UC Berkeley

Biological membranes form the boundaries of cells and most organelles. Therefore, they are crucial for processes such as intracellular vesicle transport, cell signaling, and endocytosis. The shape and function of cells is largely regulated by membrane-environment interactions. As such, it is important to understand the mechanical properties and behaviors of these membranes. For instance, drug delivery methods focus on targeting the cell membrane, and therefore require a detailed understanding of its physics. All biological membranes are composed of lipid bilayers. Each individual lipid has a hydrophobic tail and a hydrophilic head. Therefore, under appropriate physicochemical conditions, lipids will spontaneously assemble into bilayers. The emergent properties of these membranes is a result of the lipid chemistry. The collective in-plane motion of the lipids due to diffusion leads to membrane fluidity while the rigidity resulting from the emergence of the bilayer structure furnishes elasticity.
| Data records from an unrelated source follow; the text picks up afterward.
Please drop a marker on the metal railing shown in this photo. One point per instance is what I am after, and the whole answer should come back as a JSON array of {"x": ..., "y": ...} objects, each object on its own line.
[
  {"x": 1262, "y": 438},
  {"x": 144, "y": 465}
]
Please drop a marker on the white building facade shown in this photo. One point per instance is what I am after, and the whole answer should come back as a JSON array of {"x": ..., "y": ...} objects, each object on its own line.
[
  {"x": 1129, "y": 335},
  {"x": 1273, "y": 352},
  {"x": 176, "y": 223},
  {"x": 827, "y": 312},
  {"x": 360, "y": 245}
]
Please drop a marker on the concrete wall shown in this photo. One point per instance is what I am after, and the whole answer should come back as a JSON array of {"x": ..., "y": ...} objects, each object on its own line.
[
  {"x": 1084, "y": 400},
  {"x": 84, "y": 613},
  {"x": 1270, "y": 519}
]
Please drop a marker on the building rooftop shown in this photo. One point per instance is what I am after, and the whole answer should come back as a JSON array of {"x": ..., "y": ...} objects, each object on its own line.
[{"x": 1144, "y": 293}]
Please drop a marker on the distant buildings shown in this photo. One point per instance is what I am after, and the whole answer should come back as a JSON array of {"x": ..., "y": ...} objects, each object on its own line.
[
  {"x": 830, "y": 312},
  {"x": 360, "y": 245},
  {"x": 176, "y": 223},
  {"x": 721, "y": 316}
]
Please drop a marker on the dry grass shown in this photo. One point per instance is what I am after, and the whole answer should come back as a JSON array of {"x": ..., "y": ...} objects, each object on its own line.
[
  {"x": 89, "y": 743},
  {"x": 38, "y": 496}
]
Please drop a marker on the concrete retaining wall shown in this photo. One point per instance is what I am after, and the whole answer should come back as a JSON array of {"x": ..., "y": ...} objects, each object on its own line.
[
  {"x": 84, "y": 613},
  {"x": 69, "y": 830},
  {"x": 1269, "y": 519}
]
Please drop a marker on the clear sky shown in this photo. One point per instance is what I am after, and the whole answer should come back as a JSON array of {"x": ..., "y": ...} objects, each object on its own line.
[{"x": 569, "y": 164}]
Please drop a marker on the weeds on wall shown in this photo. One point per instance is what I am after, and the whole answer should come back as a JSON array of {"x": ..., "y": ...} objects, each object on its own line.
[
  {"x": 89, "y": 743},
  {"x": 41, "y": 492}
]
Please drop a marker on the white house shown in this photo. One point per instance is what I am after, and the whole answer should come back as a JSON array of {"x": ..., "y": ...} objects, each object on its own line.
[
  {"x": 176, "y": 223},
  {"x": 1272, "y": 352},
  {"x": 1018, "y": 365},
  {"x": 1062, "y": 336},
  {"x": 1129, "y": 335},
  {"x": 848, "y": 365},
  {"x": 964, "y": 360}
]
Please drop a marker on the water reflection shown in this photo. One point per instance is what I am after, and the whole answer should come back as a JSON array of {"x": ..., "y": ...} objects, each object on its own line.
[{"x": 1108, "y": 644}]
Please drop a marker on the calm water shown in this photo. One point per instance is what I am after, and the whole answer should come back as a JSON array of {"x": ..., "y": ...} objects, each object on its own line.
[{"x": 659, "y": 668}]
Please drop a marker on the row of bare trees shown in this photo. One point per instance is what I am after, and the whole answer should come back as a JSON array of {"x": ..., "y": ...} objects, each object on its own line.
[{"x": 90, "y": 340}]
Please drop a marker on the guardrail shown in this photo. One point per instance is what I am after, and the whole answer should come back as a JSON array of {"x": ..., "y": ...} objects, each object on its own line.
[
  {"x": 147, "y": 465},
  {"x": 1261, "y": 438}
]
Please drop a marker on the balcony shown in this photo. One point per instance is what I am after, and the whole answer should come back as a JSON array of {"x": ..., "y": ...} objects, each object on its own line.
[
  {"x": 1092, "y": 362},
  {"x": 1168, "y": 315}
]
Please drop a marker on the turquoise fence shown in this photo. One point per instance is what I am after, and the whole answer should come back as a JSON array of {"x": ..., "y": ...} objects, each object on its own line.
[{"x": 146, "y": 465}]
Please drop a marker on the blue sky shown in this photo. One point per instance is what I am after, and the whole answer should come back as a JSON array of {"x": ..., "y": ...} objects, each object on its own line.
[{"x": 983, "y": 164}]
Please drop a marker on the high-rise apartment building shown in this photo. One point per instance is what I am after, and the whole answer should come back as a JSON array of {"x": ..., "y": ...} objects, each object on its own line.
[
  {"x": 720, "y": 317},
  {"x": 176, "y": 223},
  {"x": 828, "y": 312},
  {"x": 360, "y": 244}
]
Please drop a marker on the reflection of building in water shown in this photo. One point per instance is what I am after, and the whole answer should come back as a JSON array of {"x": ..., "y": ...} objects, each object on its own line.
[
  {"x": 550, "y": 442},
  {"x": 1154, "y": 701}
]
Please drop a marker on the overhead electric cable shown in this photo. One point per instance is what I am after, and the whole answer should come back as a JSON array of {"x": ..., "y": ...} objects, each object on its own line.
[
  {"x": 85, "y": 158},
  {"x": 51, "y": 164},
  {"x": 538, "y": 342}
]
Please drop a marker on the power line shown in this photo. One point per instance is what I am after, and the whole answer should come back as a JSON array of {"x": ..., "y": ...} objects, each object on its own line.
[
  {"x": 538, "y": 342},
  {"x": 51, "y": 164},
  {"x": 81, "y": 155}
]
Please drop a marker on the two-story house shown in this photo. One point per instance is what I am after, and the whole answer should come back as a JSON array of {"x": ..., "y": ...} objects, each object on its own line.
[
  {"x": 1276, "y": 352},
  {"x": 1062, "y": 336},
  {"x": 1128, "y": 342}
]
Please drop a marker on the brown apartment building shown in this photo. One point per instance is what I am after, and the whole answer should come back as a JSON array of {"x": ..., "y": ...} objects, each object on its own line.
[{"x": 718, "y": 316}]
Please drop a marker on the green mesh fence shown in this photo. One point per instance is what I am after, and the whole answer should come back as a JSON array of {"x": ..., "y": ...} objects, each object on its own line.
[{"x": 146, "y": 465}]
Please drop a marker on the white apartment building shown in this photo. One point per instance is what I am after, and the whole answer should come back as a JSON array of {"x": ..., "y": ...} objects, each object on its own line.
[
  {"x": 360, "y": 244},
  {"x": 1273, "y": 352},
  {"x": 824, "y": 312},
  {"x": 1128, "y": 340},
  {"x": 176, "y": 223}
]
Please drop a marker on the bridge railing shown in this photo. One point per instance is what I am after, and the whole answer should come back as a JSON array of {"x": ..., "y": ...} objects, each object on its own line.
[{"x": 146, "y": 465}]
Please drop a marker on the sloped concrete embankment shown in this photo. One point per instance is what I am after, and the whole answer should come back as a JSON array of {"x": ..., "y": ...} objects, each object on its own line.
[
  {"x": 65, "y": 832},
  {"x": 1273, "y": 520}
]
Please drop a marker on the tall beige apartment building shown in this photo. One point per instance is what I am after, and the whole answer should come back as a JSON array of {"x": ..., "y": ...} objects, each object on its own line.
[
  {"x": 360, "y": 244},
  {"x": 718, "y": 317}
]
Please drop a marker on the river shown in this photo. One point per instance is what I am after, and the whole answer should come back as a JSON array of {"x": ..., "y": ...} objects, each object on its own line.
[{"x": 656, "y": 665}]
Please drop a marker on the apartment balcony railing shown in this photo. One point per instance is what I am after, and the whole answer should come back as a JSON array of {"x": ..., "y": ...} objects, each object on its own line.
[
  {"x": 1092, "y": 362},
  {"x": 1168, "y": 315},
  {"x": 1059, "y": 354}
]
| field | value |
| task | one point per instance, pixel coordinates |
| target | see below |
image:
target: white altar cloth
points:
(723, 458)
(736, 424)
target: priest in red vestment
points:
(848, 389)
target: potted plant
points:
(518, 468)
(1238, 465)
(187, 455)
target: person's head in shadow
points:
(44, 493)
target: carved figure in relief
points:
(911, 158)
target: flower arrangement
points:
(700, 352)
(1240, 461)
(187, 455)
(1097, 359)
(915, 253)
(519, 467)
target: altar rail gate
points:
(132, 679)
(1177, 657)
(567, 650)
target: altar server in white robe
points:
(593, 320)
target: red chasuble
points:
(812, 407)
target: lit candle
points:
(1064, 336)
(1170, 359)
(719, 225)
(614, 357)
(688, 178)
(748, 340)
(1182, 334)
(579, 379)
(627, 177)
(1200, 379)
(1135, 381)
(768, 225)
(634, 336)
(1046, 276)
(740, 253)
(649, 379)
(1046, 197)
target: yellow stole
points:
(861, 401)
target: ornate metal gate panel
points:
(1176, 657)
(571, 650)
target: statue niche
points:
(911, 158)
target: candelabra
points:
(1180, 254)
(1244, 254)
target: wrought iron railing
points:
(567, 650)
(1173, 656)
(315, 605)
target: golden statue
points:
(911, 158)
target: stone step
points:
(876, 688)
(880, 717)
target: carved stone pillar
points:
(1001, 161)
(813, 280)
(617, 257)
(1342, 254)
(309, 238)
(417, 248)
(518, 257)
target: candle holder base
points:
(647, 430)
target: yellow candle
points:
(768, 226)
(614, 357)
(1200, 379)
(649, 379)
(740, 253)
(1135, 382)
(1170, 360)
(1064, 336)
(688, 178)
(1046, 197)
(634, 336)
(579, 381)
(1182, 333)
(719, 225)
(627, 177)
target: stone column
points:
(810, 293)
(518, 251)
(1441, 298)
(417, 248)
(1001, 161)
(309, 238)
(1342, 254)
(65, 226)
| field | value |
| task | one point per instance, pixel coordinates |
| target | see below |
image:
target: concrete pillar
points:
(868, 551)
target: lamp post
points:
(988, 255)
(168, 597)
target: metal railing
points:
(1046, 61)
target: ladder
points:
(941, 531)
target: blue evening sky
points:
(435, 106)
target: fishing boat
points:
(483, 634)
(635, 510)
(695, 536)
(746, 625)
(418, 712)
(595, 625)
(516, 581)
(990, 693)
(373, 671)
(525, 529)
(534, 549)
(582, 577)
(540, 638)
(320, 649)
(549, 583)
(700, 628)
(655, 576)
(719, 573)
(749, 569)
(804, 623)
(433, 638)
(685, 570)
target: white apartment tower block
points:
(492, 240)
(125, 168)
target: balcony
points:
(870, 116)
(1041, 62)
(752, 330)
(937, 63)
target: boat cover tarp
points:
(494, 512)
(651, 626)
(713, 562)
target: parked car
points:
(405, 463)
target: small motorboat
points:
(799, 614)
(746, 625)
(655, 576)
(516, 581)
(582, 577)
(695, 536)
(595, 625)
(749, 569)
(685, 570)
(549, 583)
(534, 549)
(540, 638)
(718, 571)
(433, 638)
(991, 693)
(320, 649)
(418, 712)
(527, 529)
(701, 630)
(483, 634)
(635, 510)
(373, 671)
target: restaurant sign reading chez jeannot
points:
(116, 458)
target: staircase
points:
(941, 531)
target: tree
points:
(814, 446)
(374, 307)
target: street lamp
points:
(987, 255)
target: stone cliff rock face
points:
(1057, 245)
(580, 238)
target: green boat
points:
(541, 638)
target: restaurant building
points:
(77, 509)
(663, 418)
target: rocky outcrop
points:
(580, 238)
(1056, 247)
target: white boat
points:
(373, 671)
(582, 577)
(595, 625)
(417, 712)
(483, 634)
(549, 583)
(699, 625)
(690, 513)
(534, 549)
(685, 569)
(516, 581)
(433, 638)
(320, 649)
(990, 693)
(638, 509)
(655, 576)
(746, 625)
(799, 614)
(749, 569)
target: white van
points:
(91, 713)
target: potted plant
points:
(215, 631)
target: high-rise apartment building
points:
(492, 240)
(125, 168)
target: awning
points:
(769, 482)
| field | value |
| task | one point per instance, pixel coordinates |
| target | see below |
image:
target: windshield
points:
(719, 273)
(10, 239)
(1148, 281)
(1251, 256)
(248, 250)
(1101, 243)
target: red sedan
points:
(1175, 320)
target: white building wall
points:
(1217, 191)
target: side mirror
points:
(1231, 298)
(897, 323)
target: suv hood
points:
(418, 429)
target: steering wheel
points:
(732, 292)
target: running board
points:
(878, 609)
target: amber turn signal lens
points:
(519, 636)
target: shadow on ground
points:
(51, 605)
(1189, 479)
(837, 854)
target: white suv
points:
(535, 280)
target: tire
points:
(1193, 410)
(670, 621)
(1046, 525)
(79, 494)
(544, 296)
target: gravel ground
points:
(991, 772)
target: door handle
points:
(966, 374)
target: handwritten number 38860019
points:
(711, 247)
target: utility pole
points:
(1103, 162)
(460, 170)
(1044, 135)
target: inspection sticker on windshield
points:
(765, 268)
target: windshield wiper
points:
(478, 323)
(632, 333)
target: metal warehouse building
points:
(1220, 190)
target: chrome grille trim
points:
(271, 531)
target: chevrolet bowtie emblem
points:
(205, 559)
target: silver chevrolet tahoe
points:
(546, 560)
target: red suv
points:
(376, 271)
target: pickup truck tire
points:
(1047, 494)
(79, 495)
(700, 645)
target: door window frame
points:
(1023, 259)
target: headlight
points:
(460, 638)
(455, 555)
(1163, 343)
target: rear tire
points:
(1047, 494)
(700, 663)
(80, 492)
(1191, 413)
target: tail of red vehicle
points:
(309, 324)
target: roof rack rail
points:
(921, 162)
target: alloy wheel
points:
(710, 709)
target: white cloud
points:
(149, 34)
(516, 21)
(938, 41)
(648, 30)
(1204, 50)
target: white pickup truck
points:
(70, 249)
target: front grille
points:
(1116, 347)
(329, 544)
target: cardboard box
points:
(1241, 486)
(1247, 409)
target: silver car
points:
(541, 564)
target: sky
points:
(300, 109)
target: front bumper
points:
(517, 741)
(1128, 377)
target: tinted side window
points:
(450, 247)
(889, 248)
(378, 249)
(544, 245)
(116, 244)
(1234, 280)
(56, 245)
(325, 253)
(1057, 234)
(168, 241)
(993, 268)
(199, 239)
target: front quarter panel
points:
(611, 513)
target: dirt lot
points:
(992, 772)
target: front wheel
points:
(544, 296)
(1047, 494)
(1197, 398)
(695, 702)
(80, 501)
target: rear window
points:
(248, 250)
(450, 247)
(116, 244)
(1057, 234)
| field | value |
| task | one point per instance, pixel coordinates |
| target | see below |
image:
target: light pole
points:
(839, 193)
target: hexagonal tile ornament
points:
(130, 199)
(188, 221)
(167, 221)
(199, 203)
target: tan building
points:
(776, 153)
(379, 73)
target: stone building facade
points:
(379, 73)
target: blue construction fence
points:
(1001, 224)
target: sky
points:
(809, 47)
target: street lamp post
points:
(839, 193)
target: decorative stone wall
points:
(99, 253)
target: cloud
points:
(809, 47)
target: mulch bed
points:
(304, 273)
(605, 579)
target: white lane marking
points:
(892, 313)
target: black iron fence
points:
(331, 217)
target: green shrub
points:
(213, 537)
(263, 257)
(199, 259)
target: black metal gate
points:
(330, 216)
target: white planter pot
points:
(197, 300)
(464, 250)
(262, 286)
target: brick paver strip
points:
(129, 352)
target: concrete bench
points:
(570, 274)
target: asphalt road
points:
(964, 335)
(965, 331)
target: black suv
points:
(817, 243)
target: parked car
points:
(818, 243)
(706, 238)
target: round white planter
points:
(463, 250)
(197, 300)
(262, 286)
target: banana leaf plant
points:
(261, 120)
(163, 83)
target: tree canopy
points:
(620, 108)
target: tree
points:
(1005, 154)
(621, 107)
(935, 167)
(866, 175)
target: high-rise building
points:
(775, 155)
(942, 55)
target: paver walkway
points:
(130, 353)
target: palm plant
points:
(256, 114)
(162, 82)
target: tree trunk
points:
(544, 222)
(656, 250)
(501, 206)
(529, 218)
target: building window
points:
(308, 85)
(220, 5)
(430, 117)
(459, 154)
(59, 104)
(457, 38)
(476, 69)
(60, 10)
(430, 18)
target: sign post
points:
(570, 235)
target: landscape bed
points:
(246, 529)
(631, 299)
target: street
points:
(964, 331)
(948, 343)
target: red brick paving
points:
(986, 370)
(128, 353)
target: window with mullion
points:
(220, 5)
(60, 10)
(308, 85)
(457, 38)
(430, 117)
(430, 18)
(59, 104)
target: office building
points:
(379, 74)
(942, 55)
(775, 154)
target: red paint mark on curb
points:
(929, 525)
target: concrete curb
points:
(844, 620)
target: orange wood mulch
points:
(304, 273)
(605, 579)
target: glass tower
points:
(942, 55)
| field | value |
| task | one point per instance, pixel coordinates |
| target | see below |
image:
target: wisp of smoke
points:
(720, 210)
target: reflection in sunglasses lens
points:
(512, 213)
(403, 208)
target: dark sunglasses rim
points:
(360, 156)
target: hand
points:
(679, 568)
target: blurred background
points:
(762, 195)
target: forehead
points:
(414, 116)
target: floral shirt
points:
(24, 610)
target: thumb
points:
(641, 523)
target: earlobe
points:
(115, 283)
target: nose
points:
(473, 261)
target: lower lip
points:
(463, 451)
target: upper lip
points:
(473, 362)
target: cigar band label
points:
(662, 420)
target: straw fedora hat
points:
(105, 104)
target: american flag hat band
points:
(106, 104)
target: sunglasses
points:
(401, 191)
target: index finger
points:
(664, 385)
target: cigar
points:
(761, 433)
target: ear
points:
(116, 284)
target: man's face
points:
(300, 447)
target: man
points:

As a result, these membranes are viscoelastic media capable of arbitrarily curved and large deformations. Therefore, a careful mathematical framework that allows for these deformations is required. Most descriptions on the continuum level have described membranes as two-dimensional sheets. More recent developments have begun to resolve the thickness of membrane but often rely on equilibrium approaches.

Here, we present a comprehensive theoretical description of lipid bilayers as three-dimensional bodies. In order to do so, we introduce a spectral methods framework to derive approximate two-dimensional equations describing the membrane that retain its thickness as an explicit parameter. We arrive at a low-order, analytically tractable theory that allows us to explore membrane thickness length scale phenomena on the continuum level. Using this description, we investigate the hydrodynamic response of a finite thickness lipid bilayer by employing the linear response framework. We show that thickness effects lead to a previously unresolved mode of viscous dissipation in the vicinity of the membrane, and finally discuss the biological implications of our findings.